Sembil menunggu proses sertifikasi halal, Asrorun mengatakan, Kemenkes sepakat melakukan penundaan imunisasi MR tersebut. Khususnya untuk masyarakat yang memiliki perhatian terhadap isu sertifikat halal.
Dirjen Pencegahan dan Pengendalian Penyakit (P2P) Kemenkes Anung Sugihantono mengatakan, terkait penundaan sebagian itu tidak dalam konteks daerah atau wilayah. ’’Karena ada daerah yang sudah menerima (vaksin MR, red) dan tidak mempermasalahkan isu halal,’’ tuturnya.
Menindaklanjuti hasil rapat dengan MUI, tenaga kesehatan tetap akan memberikan pelayanan vaksinasi MR bagi masyarakat yang tidak mempermasalahkan kehalalan vaksin. ’’(Vaksinasi MR, red) Bukannya tidak wajib, tetapi ditunda sebagian,’’ terangnya.
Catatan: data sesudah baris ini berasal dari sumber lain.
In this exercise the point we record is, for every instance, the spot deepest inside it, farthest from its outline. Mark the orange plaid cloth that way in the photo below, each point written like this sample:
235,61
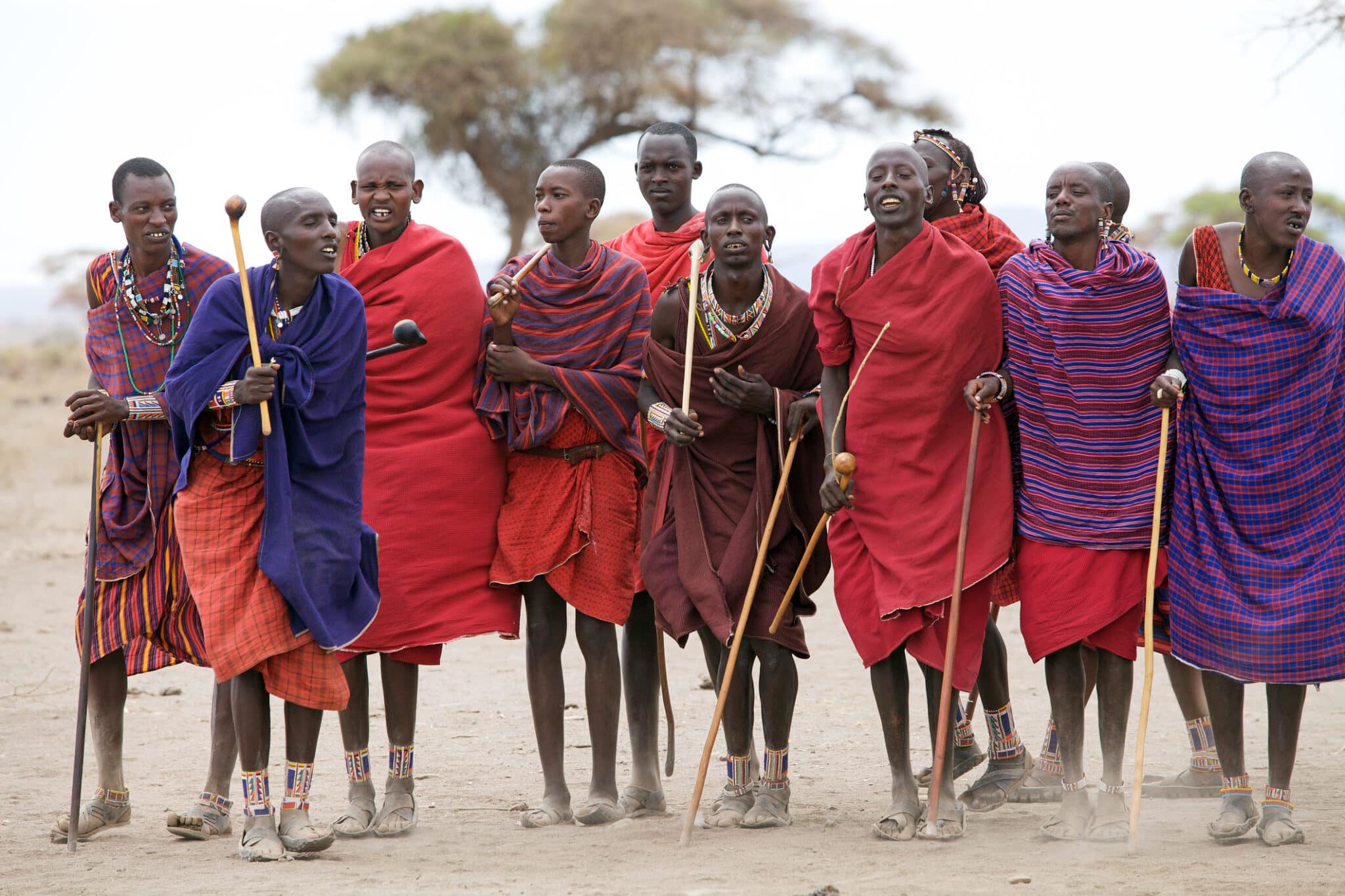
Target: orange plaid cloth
242,613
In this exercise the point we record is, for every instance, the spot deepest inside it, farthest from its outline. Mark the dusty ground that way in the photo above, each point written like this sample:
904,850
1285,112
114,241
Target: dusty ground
477,758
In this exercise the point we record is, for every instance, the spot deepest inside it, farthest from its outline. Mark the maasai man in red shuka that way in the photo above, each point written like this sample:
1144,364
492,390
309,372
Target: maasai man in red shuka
666,167
1256,566
1086,331
141,301
894,536
959,209
716,477
557,379
282,566
418,417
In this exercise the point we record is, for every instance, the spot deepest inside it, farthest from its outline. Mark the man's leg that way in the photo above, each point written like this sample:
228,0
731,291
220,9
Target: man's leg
640,680
296,830
252,729
779,691
401,689
891,691
738,796
1009,762
1238,811
1067,688
110,803
358,817
546,625
603,704
950,822
209,817
1285,715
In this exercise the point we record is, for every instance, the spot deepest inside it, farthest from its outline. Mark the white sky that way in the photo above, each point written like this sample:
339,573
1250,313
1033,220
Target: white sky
219,93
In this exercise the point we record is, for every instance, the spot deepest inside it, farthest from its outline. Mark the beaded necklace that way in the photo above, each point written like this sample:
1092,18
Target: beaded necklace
1255,278
163,326
721,322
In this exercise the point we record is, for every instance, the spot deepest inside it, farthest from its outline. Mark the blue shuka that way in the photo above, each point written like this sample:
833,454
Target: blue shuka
314,545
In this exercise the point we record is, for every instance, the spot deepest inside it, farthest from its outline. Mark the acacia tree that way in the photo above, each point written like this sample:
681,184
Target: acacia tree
499,100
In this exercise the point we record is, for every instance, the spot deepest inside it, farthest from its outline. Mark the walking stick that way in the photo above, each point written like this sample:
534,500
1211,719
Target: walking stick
845,467
1149,640
234,209
950,652
522,272
87,637
738,643
693,286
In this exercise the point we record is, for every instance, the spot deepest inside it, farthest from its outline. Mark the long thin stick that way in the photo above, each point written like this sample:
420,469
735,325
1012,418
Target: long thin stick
738,643
975,689
693,286
522,272
87,637
950,652
1149,640
234,209
844,465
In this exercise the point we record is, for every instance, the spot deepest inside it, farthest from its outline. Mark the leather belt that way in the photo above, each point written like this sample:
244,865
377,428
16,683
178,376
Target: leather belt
573,454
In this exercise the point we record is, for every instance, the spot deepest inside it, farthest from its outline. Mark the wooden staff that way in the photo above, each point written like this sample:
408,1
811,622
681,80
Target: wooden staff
940,743
693,286
1149,640
522,272
845,467
234,209
738,643
87,637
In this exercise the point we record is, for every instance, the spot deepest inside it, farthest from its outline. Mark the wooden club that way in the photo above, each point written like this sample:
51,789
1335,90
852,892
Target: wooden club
739,633
1149,640
234,209
950,653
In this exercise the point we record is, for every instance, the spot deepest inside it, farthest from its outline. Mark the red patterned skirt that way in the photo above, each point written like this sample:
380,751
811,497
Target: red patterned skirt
577,526
242,613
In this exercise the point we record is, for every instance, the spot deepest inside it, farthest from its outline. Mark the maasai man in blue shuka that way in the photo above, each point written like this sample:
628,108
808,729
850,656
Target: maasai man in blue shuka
1256,555
283,568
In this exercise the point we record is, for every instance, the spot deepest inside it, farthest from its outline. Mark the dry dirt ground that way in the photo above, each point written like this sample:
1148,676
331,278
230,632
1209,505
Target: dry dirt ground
477,758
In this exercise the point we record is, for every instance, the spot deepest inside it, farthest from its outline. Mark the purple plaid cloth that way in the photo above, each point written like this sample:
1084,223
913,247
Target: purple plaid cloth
1256,555
142,467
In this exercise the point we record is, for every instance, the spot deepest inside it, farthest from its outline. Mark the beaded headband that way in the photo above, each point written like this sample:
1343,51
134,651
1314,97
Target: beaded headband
942,146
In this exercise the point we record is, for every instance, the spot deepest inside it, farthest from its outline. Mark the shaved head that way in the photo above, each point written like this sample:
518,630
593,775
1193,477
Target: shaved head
389,151
1269,165
736,188
1119,190
282,207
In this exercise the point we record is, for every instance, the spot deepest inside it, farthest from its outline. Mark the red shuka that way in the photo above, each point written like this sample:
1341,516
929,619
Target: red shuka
433,476
908,427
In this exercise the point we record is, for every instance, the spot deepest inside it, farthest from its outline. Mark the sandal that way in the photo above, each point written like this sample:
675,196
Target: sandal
640,801
1000,782
108,811
770,811
206,820
545,817
393,821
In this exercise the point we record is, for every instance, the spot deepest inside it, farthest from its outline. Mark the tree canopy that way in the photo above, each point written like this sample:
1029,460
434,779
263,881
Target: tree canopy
500,100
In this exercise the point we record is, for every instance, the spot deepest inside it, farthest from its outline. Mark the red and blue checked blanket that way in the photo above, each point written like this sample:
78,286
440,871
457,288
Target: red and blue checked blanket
1256,558
590,323
1083,349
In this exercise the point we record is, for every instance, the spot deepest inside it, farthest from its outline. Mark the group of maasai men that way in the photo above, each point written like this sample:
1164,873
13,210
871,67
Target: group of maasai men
541,433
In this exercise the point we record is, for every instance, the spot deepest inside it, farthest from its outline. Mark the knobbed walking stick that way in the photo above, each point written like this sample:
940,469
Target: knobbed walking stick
87,637
950,652
234,209
739,633
1146,692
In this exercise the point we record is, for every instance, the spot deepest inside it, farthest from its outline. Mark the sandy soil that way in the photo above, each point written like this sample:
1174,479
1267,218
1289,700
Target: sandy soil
477,758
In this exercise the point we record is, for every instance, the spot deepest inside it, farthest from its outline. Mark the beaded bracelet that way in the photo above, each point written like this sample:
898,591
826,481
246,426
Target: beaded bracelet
1003,385
658,414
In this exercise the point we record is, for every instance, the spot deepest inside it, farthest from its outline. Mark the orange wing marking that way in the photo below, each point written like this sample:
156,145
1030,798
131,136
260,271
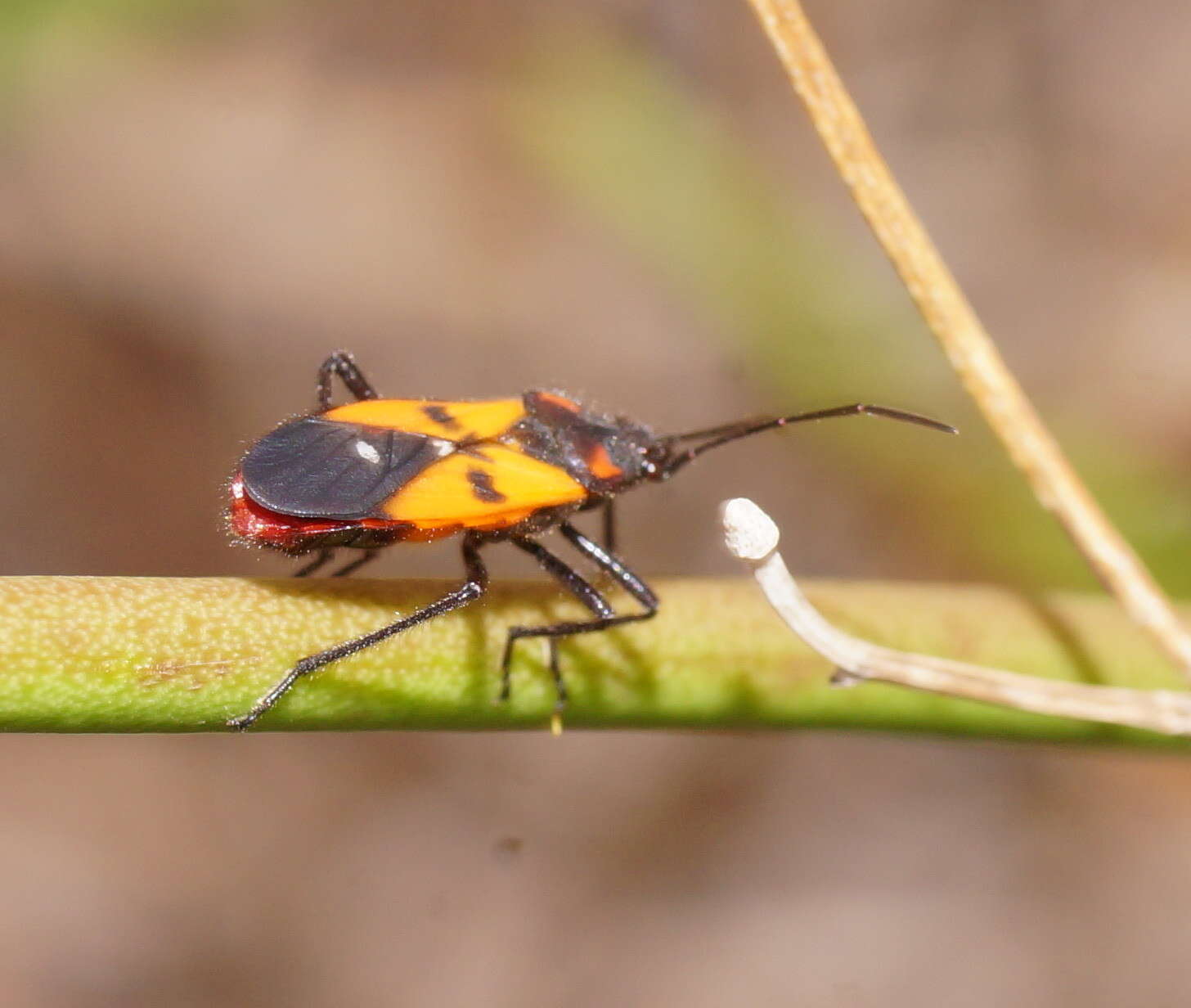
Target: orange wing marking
438,418
491,493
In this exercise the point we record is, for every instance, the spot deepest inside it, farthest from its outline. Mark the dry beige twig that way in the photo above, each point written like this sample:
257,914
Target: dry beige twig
753,537
955,326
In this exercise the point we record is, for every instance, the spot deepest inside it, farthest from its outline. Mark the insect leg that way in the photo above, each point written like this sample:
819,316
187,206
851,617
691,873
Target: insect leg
613,565
342,363
470,590
367,556
585,593
311,566
580,589
610,524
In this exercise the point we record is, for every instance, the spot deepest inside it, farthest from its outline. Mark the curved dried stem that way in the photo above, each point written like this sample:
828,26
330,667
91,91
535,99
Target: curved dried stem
753,537
955,326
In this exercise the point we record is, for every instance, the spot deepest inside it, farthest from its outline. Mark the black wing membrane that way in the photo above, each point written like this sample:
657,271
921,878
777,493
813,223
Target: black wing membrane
319,469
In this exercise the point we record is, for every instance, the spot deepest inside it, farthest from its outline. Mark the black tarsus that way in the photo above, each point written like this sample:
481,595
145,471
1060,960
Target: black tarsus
472,589
321,560
585,592
342,363
731,431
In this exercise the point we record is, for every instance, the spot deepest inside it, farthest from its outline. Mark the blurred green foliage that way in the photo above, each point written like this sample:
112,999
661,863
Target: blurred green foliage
619,135
31,30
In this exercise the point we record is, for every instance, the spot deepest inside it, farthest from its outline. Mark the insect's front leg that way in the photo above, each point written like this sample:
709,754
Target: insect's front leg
344,365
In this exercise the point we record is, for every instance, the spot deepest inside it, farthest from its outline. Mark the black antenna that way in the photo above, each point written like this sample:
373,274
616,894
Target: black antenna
734,431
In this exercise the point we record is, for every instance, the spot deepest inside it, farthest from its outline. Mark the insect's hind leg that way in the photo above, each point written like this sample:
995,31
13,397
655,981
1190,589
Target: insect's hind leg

Kemenkes masih menunggu fatwa atau sertifikat halal MUI untuk vaksin MR tersebut. Direktur Utama Bio Farma Mas Rahman Roestan menceritakan sudah sejak tahun lalu minta dokumen halan kepada SII. ’’Tetapi memerlukan waktu karena (dokumen halal, red) itu kompleks. Ini berjalan terus, tidak setop,’’ jelasnya.
Dia mengatakan, pemahaman isu halal di India tidak sebesar di Indonesia, maka proses permintaan dokumen halal berjalan lambat. Rahman menuturkan, di dunia produksi vaksin MR dengan skala besar ada di Cina dan India. Namun vaksin MR dari India yang sudah diakui oleh WHO. Bahkan vaksin MR dari India tersebut juga sudah digunakan di 141 negara, termasuk di negara-negara Islam seperti Arab Saudi. ’’Ini jadi dasar kita minta India bantu kita,’’ jelasnya.
Komisioner Komisi Perlindungan Anak Indonesia (KPAI) bidang kesehatan dan napza Sitti Hikmawatty menegaskan, bahwa vaksin MR harus diberikan kepada anak-anak. Menurutnya, ada sekitar 6.000 kasus rubella yang sudah dilaporkan. ”Itu yang lapor. Nah kalau ditambah yang belum lebih banyak. Bahkan rubella juga terjadi pada keluarga dokter juga,” katanya kemarin saat dihubungi Jawa Pos (JPG). Sitti menegaskan, jika ada yang tidak melakukan vaksin MR, maka risikonya kekebalan komunitas tidak bisa terjadi.
KPAI, menurut Sitti, menerima 40 surat yang menyatakan anaknya meninggal karena imunisasi MR. KPAI pun melakukan penelusuran. ”Kami belum bisa membuktikan hasilnya kepada umum, namun dalam waktu dekat akan mengundang pihak terkait,” ujarnya.
Namun Sitti optimis jika imunisasi MR ini akan sukses. Kejadian ikutan pasca imunisasi (KIPI) pada pemberian vaksin MR tahun lalu di Jawa-Bali hanya 191 anak dari 32 juta yang mendapatkan imunisasi. Dari 191 anak tersebut, hanya dua yang betul-betul sakit karena vaksin MR. ”Itu pun sudah diobati oleh Kemenkes. Dari kejadian yang hanya sebagian kecil ini dapat dibilang jika efektifitas program ini bisa dikatakan berhasil,” tutur Sitti.
Menjawab adanya klaim vaksin MR tidak boleh digunkan karena tidak halal, Sitti menyarankan agar MUI dan Kemenkes untuk duduk bersama. Dia tidak melihat ada niat buruk dari salah satu pihak. Hanya saja belum ketemu titik tengahnya.